Rant aside, if the computation in question was somehow needed in the context of some bigger Tcl codebase, I'd drop to C just for that bit. C expresses that code as clearly and tersely as Tcl, so there is no complexity or comprehensibility advantage to implementing it in the higher level language. From the very beginnings of the language it was designed to play nicely with C, so there is very little friction to doing that. Mainly the friction comes from having to pre-compile the C extension for each platform you use, but I built a package to take care of all that (jitc). There are others like it (tcctcl, critcl). Doing that, and comparing the performance yields some interesting insights:
package require jitc ;# Just-In-Time C: https://github.com/cyanogilvie/jitc
proc tclbusy {n r} {
set a {}
for {set i 0} {$i < 10000} {incr i} {
set x 0
for {set j 0} {$j < 100000} {incr j} {
incr x [expr {$j % $n}]
}
lappend a [incr x $r]
}
lindex $a $r
}
set compile_start [clock microseconds]
jitc::bind busybusybusy {
code {
OBJCMD(busywork) {
int code = TCL_OK;
Tcl_WideInt n, r;
Tcl_Obj* values = NULL;
enum {A_cmd, A_N, A_R, A_objc};
CHECK_ARGS_LABEL(finally, code, "u r");
TEST_OK_LABEL(finally, code, Tcl_GetWideIntFromObj(interp, objv[A_N], &n));
TEST_OK_LABEL(finally, code, Tcl_GetWideIntFromObj(interp, objv[A_R], &r));
replace_tclobj(&values, Tcl_NewListObj(10000, NULL));
for (int i=0; i<10000; i++) {
Tcl_WideInt x = 0;
for (int j=0; j<100000; j++) x += j % n;
x += r;
TEST_OK_LABEL(finally, code, Tcl_ListObjAppendElement(interp, values, Tcl_NewWideIntObj(x)));
}
Tcl_Obj* chosen = NULL;
TEST_OK_LABEL(finally, code, Tcl_ListObjIndex(interp, values, r, &chosen));
Tcl_SetObjResult(interp, chosen);
finally:
replace_tclobj(&values, NULL);
return code;
}
}
} busywork
jitc::bind busybusybusy2 {
code {
OBJCMD(busywork) {
int code = TCL_OK;
Tcl_WideInt n, r;
Tcl_WideInt* values = NULL;
enum {A_cmd, A_N, A_R, A_objc};
CHECK_ARGS_LABEL(finally, code, "u r");
TEST_OK_LABEL(finally, code, Tcl_GetWideIntFromObj(interp, objv[A_N], &n));
TEST_OK_LABEL(finally, code, Tcl_GetWideIntFromObj(interp, objv[A_R], &r));
values = ckalloc(10000 * sizeof Tcl_WideInt);
for (int i=0; i<10000; i++) {
Tcl_WideInt x = 0;
for (int j=0; j<100000; j++) x += j % n;
x += r;
values[i] = x;
}
Tcl_SetObjResult(interp, Tcl_NewWideIntObj(values[r]));
finally:
if (values) {
ckfree(values);
values = NULL;
}
return code;
}
}
} busywork
puts "Compile 2 c versions: [format %.3f [expr {([clock microseconds]-$compile_start)/1e3}]] ms"

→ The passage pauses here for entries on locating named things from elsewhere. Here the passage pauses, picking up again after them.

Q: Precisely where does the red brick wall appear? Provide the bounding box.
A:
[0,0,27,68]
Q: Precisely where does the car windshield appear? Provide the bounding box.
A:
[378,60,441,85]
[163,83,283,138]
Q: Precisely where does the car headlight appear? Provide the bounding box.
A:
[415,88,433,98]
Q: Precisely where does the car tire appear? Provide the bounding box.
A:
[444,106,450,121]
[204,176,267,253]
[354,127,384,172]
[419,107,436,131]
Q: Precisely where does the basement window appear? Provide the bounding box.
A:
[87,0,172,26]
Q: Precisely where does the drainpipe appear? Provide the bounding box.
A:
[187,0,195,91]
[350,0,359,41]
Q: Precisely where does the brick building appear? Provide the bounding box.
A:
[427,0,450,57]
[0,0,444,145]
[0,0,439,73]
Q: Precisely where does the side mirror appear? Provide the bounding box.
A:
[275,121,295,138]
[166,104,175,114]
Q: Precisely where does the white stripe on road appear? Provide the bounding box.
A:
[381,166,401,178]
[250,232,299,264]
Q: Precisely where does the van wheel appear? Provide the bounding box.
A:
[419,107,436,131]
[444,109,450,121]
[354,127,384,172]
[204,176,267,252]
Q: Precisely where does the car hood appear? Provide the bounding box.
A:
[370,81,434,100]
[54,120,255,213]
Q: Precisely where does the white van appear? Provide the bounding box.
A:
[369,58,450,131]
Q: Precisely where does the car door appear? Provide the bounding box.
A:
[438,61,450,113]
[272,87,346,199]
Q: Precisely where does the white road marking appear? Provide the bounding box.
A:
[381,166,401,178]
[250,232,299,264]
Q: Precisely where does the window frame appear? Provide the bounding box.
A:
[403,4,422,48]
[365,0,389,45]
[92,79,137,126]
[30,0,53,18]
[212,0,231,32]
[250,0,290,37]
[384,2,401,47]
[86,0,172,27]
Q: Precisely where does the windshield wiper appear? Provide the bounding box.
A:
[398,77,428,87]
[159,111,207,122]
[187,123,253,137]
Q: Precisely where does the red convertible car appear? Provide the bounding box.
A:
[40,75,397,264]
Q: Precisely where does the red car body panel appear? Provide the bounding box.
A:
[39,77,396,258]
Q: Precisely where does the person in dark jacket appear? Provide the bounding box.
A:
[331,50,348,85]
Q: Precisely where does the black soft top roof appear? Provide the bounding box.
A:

set r [expr {int(rand()*10000)}]
puts "\nTcl version: accumulate state in a list with lappend:"
puts [timerate {
puts [tclbusy [lindex $argv 0] $r]
}]
puts "\nAccumulate state in a Tcl list:"
puts [timerate {
puts [busybusybusy [lindex $argv 0] $r]
}]
puts "\nAccumulate state in a c array:"
puts [timerate {
puts [busybusybusy2 [lindex $argv 0] $r]
}]
Produces (in an optimised Tcl 8.7 interp on my i7-12800H laptop, Linux, not containerised):
Compile 2 c versions: 9.373 ms
Tcl version: accumulate state in a list with lappend:
2050558
39840865 µs/# 1 # 0.025 #/sec 39840.865 net-ms
Accumulate state in a Tcl list:
2050558
2093536 µs/# 1 # 0.478 #/sec 2093.536 net-ms
Accumulate state in a c array:
2050558
2092008 µs/# 1 # 0.478 #/sec 2092.008 net-ms
Note how similar the times are for both c implementations - the first one most closely mirrors the Tcl implementation in that it accumulates the state in a Tcl list, and creates a Tcl_Obj representing each of the 10,000 results.
The second c implementation uses a plain c array with unboxed integer values, and only boxes the picked out ($r) result.
The performance is pretty much indistinguishable. But since the work done in that depth is washed out by a factor of 100,000 by the innermost loop, it shouldn't really be surprising. This is also why the Tcl implementations using associative arrays and lists show no meaningful performance difference (unless access into that structure is in the inner loop).